John Meisel, who served as the Chair of the CRTC from 1979 to 1983, has passed away at the age of 101.
According to an obituary published in the Kingston Whig Standard this week, the Queen’s University Professor Emeritus died peacefully on March 30.
Born in Vienna, Austria to Jewish Czech parents, the Meisel family was sent abroad by the Bata Shoe Company where Meisel’s father worked, as the Nazi occupation loomed.
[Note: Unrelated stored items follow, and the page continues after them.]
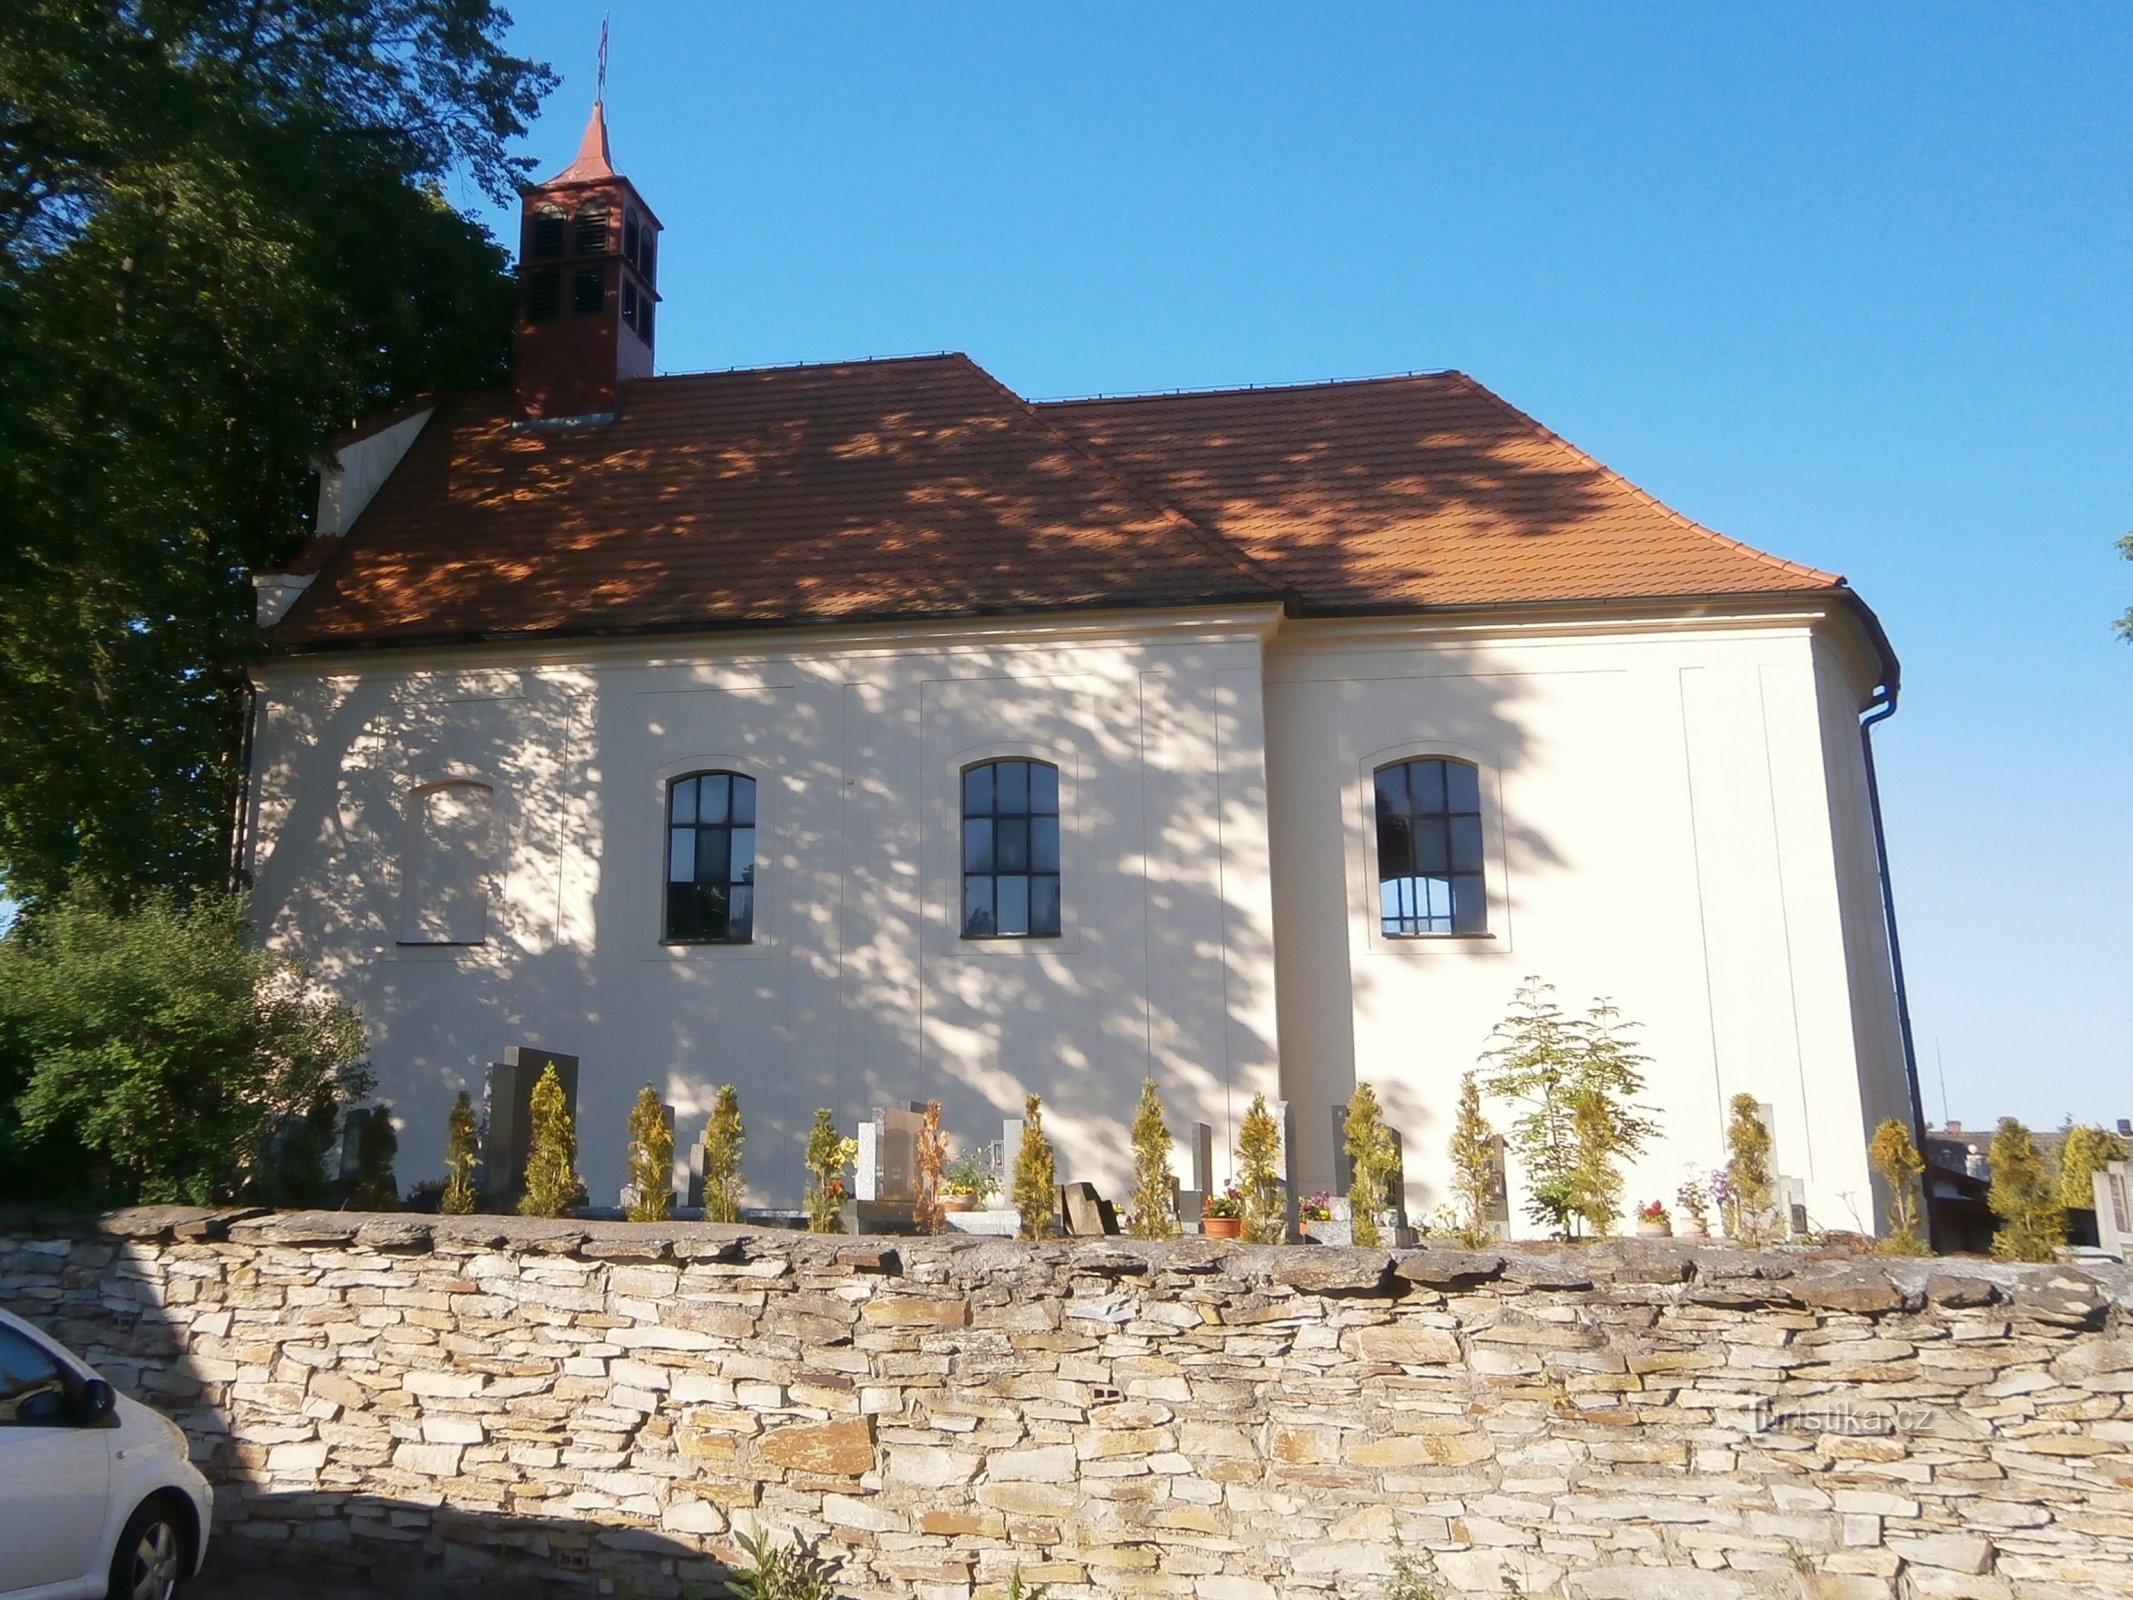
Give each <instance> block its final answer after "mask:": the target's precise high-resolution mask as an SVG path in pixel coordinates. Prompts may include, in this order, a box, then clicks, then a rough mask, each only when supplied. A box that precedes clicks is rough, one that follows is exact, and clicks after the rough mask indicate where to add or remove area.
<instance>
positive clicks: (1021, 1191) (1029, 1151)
mask: <svg viewBox="0 0 2133 1600" xmlns="http://www.w3.org/2000/svg"><path fill="white" fill-rule="evenodd" d="M1013 1201H1015V1214H1017V1216H1020V1218H1022V1229H1020V1231H1022V1237H1024V1239H1049V1237H1052V1235H1054V1233H1058V1216H1060V1190H1058V1178H1056V1175H1054V1167H1052V1141H1049V1139H1047V1137H1045V1122H1043V1101H1041V1099H1039V1097H1035V1094H1030V1097H1028V1099H1026V1101H1024V1103H1022V1143H1020V1148H1017V1150H1015V1184H1013Z"/></svg>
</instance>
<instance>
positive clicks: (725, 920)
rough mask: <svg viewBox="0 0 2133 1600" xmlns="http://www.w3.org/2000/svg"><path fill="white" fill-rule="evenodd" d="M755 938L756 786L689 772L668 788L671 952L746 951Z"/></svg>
mask: <svg viewBox="0 0 2133 1600" xmlns="http://www.w3.org/2000/svg"><path fill="white" fill-rule="evenodd" d="M753 937H755V779H749V777H742V774H740V772H691V774H689V777H685V779H674V781H672V783H670V785H668V892H665V941H668V943H670V945H747V943H749V941H751V939H753Z"/></svg>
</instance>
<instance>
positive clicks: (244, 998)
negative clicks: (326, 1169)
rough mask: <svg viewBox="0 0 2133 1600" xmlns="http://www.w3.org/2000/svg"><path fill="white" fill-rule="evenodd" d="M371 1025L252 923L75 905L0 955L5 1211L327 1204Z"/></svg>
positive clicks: (19, 941) (77, 895)
mask: <svg viewBox="0 0 2133 1600" xmlns="http://www.w3.org/2000/svg"><path fill="white" fill-rule="evenodd" d="M369 1086H371V1075H369V1071H367V1067H365V1065H363V1026H360V1022H358V1020H356V1013H354V1011H352V1009H350V1007H348V1005H346V1003H341V1001H337V998H333V996H331V994H326V992H322V990H320V988H316V986H314V983H311V981H309V979H307V977H305V973H303V969H301V966H296V964H294V962H290V960H288V958H282V956H271V954H267V951H262V949H258V947H256V945H254V939H252V926H250V924H247V922H245V915H243V907H241V905H239V902H237V900H235V898H232V896H226V894H201V896H196V898H194V900H192V902H190V905H186V907H179V905H175V902H173V900H171V896H169V894H147V896H143V900H141V902H139V905H137V907H134V909H132V911H130V913H115V911H111V909H109V907H107V905H100V902H98V900H94V898H92V896H87V894H83V892H77V894H70V896H66V898H64V900H60V902H55V905H53V907H49V909H47V913H45V915H41V917H38V919H36V924H34V930H32V932H30V937H15V939H9V941H4V943H0V1197H4V1199H43V1201H102V1203H134V1201H186V1203H194V1205H209V1203H218V1201H230V1199H239V1197H252V1199H267V1201H290V1203H316V1201H318V1199H320V1197H322V1193H324V1178H326V1173H324V1169H322V1161H324V1150H326V1146H331V1139H333V1126H335V1118H337V1114H339V1107H341V1105H343V1103H348V1101H352V1099H358V1097H363V1094H365V1092H367V1090H369Z"/></svg>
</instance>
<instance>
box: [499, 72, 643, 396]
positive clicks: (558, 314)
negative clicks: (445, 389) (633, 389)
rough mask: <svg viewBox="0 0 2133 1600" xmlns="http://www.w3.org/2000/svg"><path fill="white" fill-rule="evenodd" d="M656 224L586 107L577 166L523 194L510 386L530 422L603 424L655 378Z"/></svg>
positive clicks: (599, 102) (567, 169) (595, 120)
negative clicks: (637, 380)
mask: <svg viewBox="0 0 2133 1600" xmlns="http://www.w3.org/2000/svg"><path fill="white" fill-rule="evenodd" d="M657 258H659V218H655V215H653V213H651V207H648V205H644V201H642V198H640V196H638V190H636V186H634V183H631V181H629V179H627V177H623V175H621V173H616V171H614V166H612V164H610V162H608V119H606V115H604V111H602V102H599V100H593V117H591V122H587V124H584V139H582V141H580V145H578V160H574V162H572V164H570V166H565V169H563V171H561V173H557V175H555V177H550V179H548V181H546V183H542V186H538V188H531V190H527V194H525V201H523V203H520V230H518V331H516V339H514V346H512V384H514V388H516V395H518V410H520V412H523V414H525V416H529V418H544V420H565V418H584V420H589V422H593V420H608V418H612V416H614V410H616V407H619V405H621V403H623V393H625V390H627V388H629V380H631V378H648V375H651V371H653V311H655V307H657V305H659V290H657V288H653V284H655V282H657Z"/></svg>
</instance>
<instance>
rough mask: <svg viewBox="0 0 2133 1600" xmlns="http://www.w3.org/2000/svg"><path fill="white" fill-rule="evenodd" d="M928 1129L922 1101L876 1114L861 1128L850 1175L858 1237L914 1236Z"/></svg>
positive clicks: (890, 1107)
mask: <svg viewBox="0 0 2133 1600" xmlns="http://www.w3.org/2000/svg"><path fill="white" fill-rule="evenodd" d="M924 1126H926V1105H924V1103H919V1101H911V1103H909V1105H904V1107H889V1109H881V1111H875V1116H872V1120H870V1122H862V1124H860V1154H857V1158H855V1163H853V1175H851V1193H853V1205H855V1222H857V1231H860V1233H911V1229H913V1216H911V1207H913V1203H915V1201H917V1175H919V1131H921V1129H924Z"/></svg>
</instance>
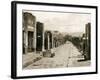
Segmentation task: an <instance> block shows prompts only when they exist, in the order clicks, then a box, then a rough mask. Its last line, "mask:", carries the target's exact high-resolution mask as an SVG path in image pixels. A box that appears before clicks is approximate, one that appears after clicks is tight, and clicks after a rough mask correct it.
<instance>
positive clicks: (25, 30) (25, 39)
mask: <svg viewBox="0 0 100 80" xmlns="http://www.w3.org/2000/svg"><path fill="white" fill-rule="evenodd" d="M24 41H25V42H24V44H25V54H27V53H28V31H27V29H25V33H24Z"/></svg>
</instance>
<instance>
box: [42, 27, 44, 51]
mask: <svg viewBox="0 0 100 80" xmlns="http://www.w3.org/2000/svg"><path fill="white" fill-rule="evenodd" d="M42 37H43V39H42V51H45V49H44V41H45V40H44V38H45V35H44V27H43V33H42Z"/></svg>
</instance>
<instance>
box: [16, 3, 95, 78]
mask: <svg viewBox="0 0 100 80" xmlns="http://www.w3.org/2000/svg"><path fill="white" fill-rule="evenodd" d="M16 6H17V11H16V12H17V17H16V18H17V23H16V24H17V26H16V27H17V36H16V37H17V53H16V55H17V59H16V60H17V65H16V67H17V76H18V77H22V76H23V77H25V76H32V75H33V76H37V75H51V74H64V73H65V74H71V73H87V72H96V32H95V31H96V8H88V7H87V8H84V7H81V6H80V7H73V6H72V7H71V6H68V7H67V6H53V5H52V6H50V5H41V4H40V5H39V4H38V5H34V4H29V5H28V4H17V5H16ZM33 7H34V9H33ZM23 9H26V10H46V11H48V10H49V11H62V12H63V11H64V12H82V13H90V14H91V35H92V36H91V66H90V67H77V68H76V67H73V68H56V69H33V70H22V10H23ZM66 72H67V73H66Z"/></svg>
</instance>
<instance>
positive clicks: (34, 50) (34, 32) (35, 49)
mask: <svg viewBox="0 0 100 80" xmlns="http://www.w3.org/2000/svg"><path fill="white" fill-rule="evenodd" d="M33 32H34V35H33V38H34V42H33V46H34V52H36V40H37V39H36V20H35V23H34V31H33Z"/></svg>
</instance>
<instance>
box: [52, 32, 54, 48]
mask: <svg viewBox="0 0 100 80" xmlns="http://www.w3.org/2000/svg"><path fill="white" fill-rule="evenodd" d="M53 43H54V41H53V34H52V48H53V47H54V44H53Z"/></svg>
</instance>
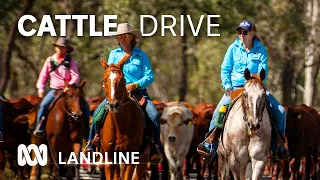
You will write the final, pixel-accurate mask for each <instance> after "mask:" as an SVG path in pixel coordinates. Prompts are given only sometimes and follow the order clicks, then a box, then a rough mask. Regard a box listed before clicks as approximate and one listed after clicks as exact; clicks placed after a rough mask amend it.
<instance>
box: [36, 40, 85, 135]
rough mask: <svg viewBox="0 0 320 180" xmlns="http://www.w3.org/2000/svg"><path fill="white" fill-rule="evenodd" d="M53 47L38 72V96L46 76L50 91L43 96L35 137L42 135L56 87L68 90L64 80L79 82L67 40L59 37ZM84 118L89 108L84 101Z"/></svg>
mask: <svg viewBox="0 0 320 180" xmlns="http://www.w3.org/2000/svg"><path fill="white" fill-rule="evenodd" d="M52 44H53V47H54V49H55V52H56V53H55V54H53V55H52V56H50V57H48V58H47V59H46V61H45V63H44V65H43V67H42V70H41V72H40V75H39V78H38V82H37V88H38V95H39V97H40V98H43V96H44V87H45V85H46V82H47V80H48V78H49V77H50V91H49V92H48V93H47V95H46V96H45V97H44V98H43V100H42V102H41V105H40V109H39V111H38V117H37V127H36V129H35V131H34V132H33V134H34V135H35V136H37V137H40V138H43V137H44V126H45V114H46V111H47V109H48V107H49V106H50V104H51V102H52V101H53V99H54V92H55V91H56V90H58V89H63V91H64V92H67V91H68V87H66V85H65V81H66V82H67V83H69V84H70V85H71V84H79V81H80V76H79V72H78V67H77V63H76V61H75V60H74V59H73V58H72V57H71V55H70V53H71V52H72V51H73V47H72V46H71V45H70V44H69V40H68V39H66V38H64V37H60V38H59V39H58V40H57V42H56V43H52ZM84 114H85V119H86V120H89V117H90V110H89V105H88V103H87V102H86V101H85V105H84Z"/></svg>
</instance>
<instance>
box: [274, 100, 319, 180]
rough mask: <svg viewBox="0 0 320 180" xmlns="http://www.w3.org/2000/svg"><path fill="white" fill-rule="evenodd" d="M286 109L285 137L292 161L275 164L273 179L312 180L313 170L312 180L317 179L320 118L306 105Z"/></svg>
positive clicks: (280, 161) (310, 107)
mask: <svg viewBox="0 0 320 180" xmlns="http://www.w3.org/2000/svg"><path fill="white" fill-rule="evenodd" d="M284 107H285V109H286V111H287V118H286V120H287V121H286V136H285V137H286V139H287V140H286V142H287V147H288V149H289V151H290V159H289V160H281V161H280V162H275V163H274V167H273V174H272V176H273V177H272V178H273V179H278V178H279V179H280V178H281V179H292V180H294V179H301V178H302V179H310V170H311V175H312V179H317V161H318V146H319V137H320V136H319V133H320V131H319V127H320V126H319V124H320V119H319V118H320V117H319V115H318V113H317V111H316V110H315V109H314V108H312V107H309V106H307V105H305V104H302V105H298V106H284ZM289 166H290V170H291V174H289ZM300 167H302V177H301V176H300ZM310 168H311V169H310Z"/></svg>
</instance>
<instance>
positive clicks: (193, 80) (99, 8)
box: [0, 0, 319, 104]
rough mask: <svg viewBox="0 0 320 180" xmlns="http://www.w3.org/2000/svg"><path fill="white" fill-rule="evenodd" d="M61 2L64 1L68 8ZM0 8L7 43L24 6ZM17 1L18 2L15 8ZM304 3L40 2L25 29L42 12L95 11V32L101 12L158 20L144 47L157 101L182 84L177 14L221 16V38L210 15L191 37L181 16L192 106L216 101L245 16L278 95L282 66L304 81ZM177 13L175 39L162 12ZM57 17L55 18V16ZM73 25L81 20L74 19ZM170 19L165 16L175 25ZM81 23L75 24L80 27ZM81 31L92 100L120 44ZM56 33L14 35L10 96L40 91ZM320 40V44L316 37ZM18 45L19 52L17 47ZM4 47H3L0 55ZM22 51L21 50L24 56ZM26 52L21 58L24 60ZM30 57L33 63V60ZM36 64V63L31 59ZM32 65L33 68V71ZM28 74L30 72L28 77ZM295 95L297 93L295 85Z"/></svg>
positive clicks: (2, 6) (90, 11)
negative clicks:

Jewish employees were dispatched to other Bata facilities, taking Meisel to the Netherlands, Morocco and Haiti before arriving in Canada in 1942.
He attended Ottershaw College in the UK, Pickering College in Newmarket, ON, the University of Toronto, and eventually earned a PhD at the London School of Economics.
He went on to teach political science at Queen’s University for five decades, starting in 1949, and was a co-founder of The Canadian Journal of Political Science and The International Political Science Review.
A strong supporter of Canadian culture and the arts, Meisel was appointed Chair of the CRTC in 1979 by Joe Clark’s government, serving through Oct. of 1983.
Among the notable developments during his term was the introduction of pay-TV in Canada. The regulator also turned down a proposal from the public broadcaster to launch a “CBC-2” cable offering, and grappled with the issue of how to regulate programming content as satellite dishes beaming in foreign content became more affordable. The commission additionally licensed satellite technology to provide multi-channel television and radio service to northern and remote communities for the first time under Meisel’s tenure.
He returned to Queen’s following his term as Chair. Meisel was named an Officer of the Order of Canada in 1989 and was promoted to Companion status in 1999. He penned his memoir, A Life of Learning and Other Pleasures, in 2012.
Also known for his philanthropy, Meisel donated the Meisel Woods Conservation Area to the Rideau Valley Conservation Authority in 2000, 130 acres of forested trails, intended as a nature sanctuary for Eastern Ontario residents.